Before making her American television debut with Nikita, Maggie was cast in Operation: Endgame, The King of Fighters, New York, I Love You, as well as the lead role in EA Games’ Need for Speed: Undercover which is one of the most successful franchises in video game history. She also was offered a role on Hawaii Five-0, but turned it down.

“The problem was not that I didn’t want to be in Hawai’i or be on that show,” she says. “The team of people who did the pilot are good friends of mine. But the female character was not interesting for me, personally. It was not something I thought was going to challenge me. It was a big network, CBS, and the whole thing. But for me, it’s not really about that. I took something on a much smaller network and with a much smaller reach, but the character Nikita meant something to me. It struck me and it was something I wanted to grow with.
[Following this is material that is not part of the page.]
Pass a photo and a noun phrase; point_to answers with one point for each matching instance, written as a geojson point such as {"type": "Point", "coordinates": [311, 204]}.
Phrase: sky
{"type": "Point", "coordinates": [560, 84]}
“I was a big fan of the 1990 film, and it was the same character they were re-imagining for television. What (director) Luc Besson did in the 1990s to me and to a lot of people was very brave and different because we hadn’t seen yet on television that sort of damaged heroine. She is a strong female character but her strengths come out of survival and how she keeps fighting. To me, that’s something I think we all do in some capacity.

“But for Nikita she has this incredible life that was so damaging to her during her formative years-and how does she redeem herself? And, how do you come to terms with that when you weren’t given a choice and you’ve turned into this monster? How do you come back from that? That journey to me was not just an interesting one, but it seems like it could be a long one, which is good.”

Nature Girl

In real life, Maggie is a self-described “hippie” with a great love for the natural world. She’s a vegetarian, does yoga, meditates, hikes and enjoys spending time with animals. When she’s not filming, she says she’s immersed in two things: nature and literature. She also works with eight different animal rescue organizations, ranging from ocean protection agencies to dog and cat rescues.

“My ultimate dream is to be able to emulate some of the really great organizations I work with in the West and be able to incorporate the principles … over in Asia,” she says. “Animal welfare in Asia is not on the priority list. There are smaller grassroots organizations in Asia that are doing amazing things. But they are not supported the way organizations are here. I have dreams and plans to do that-and it will happen.”

Yet her heart doesn’t stop merely at animal; Maggie plans to spend the upcoming holidays in Peru planting biodynamic gardens in the Andean mountains. Then she’ll take a hike up Mount Pichu Pichu to participate in a yoga retreat.

“I got to bring it back to the core of who I am,” she says. “I want to be in very simple accommodations. I want to be in nature and I want to work on myself,” she concludes, the consummate-and admirable-work in progress.